Friday, May 21, 2010

Mr. Pelican

Today I was playing with Gavyn in his crib and he was watching his stuffed animals. I picked up his little puppy dog and put it on his tummy. He smiled, laughed and started to grab for it, trying to put it in his mouth! These are the little milestones that bring tears to my eyes and a smile to my face. We still are not sure how Gavyn will develop, he could grow up to be a neurosurgeon or have delays of any kind. When a small or large marker is made it will always bring tears to my eyes for little Gavyn.

Tonight as the big boys went to bed and Gavyn was laying on the couch with me I got his puppy again to play with. I also grabbed his Panda Bear and Mr. Pelican. I lined them up on the couch for him to look at and talk to. Puppy Dog has a cute story, when Gav was in the hospital my parents kept Skyler and Nevin. One day when Mom took Skyler out he saw the Puppy and said, "Grandma, can I buy the puppy for Baby Gavyn, I have a penny." So sweet and innocent. The Panda was also bought by Grandma while Gav was in the hospital to sit in his bed with him. But Mr. Pelican was there from the beginning.

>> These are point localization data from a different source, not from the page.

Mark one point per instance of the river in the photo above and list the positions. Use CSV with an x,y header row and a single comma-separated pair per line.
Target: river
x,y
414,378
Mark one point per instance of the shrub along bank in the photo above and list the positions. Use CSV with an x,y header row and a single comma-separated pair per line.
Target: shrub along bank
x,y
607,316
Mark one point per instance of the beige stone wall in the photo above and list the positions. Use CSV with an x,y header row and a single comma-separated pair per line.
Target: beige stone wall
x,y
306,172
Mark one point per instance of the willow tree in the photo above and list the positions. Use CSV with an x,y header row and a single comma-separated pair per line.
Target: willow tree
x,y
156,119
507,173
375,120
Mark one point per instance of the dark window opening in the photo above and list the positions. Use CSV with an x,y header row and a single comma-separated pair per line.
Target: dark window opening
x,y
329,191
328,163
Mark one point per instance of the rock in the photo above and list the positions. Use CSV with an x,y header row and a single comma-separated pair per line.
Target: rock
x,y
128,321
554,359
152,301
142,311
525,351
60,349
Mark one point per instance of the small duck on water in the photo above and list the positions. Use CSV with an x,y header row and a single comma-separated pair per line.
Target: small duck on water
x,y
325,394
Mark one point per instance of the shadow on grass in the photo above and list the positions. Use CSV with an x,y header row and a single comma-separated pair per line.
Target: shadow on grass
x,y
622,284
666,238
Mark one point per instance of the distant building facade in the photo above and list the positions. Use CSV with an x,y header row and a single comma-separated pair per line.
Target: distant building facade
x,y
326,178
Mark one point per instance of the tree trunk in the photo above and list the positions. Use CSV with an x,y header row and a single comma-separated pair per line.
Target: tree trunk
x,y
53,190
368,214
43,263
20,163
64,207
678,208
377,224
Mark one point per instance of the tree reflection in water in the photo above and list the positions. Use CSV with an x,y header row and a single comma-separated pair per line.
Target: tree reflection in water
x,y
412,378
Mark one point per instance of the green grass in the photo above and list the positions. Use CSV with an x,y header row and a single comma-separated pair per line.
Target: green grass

Mr. Pelican had been put in the bed Gav was laid in when he arrived at Glennon. We do not know where he came from or how he made it into Gav's bed but he did. The first few days he was in the PICU he had a wonderful nurse named Susan. Each time she would come in his room she would talk to him, joke with him, call him her little friend. She is the one who discovered Mr. Pelican in the bed and always made sure he was in a place where Gav could see him. She would lay him under his arms like he was holding him. It was a small thing that gave me so much hope. Gav's limbs were so weak that he was not moving them. I would sit there and stare at that Pelican under his arm waiting for him to just grab at it. Of course he didn't, he couldn't but I hoped.

Tonight we went to a worship night at our church. We took all three boys and we sang one of my favorite songs that had always brought tears to my eyes. I thought I had been through a lot until this happened with Gav.

My Saviour, He can move the mountains,
My God is Mighty to save,
He is Mighty to save.
Forever, Author of salvation,
He rose and conquered the grave,
Jesus conquered the grave.

He is a God who can move mountains and he did with little Gavyn. It has always been hard for me to comprehend how God could send his Son to Earth and let him die. And yet, now I can understand part of it more now. There was a moment when Gavyn was in the hospital... he was so sick. We took a few steps forward and then we took about 10 back very quickly. He had a breathing tube in, feeding tube, IV's in one hand and one foot and also his PIC line in his other leg. The pressure from his hydrocephalus had built up to the point that it suddenly pushed his brain down towards his spine, his heart was having trouble keeping up, he couldn't breath on his own... it was very scary. The neurosurgeon came and put the external shunt in which immediately relieved the pressure but he was still sleeping from the meds. I stood at his bedside crying, not sure if he was going to wake up or not. When he did open his eyes for the first time he tried to cry but there was no sound because of the breathing tube and his eyes shot open, filled with terror as they looked around. I touched his cheek, said his name, tried to soothe him, he fell back asleep. That is when I prayed for God to take him. It sounds horrible I am sure but I prayed that if he was not going to recover, if he was going to be brain dead, I wanted God to take him home. I wanted what was best for him, not for me.

Those are the feelings I am still trying to process. That is why I cry over him, I didn't think I would come home with him. God is good, He is mighty to save. He let me keep my angel, He didn't need to bring him back home yet.

1 comment:

  1. I'm so glad that you are finding a way to process everything and to share the highs and lows of this new chapter in your life. I feel privileged to read what you are sharing because it's right from your heart. You're not alone to navigate this new phase.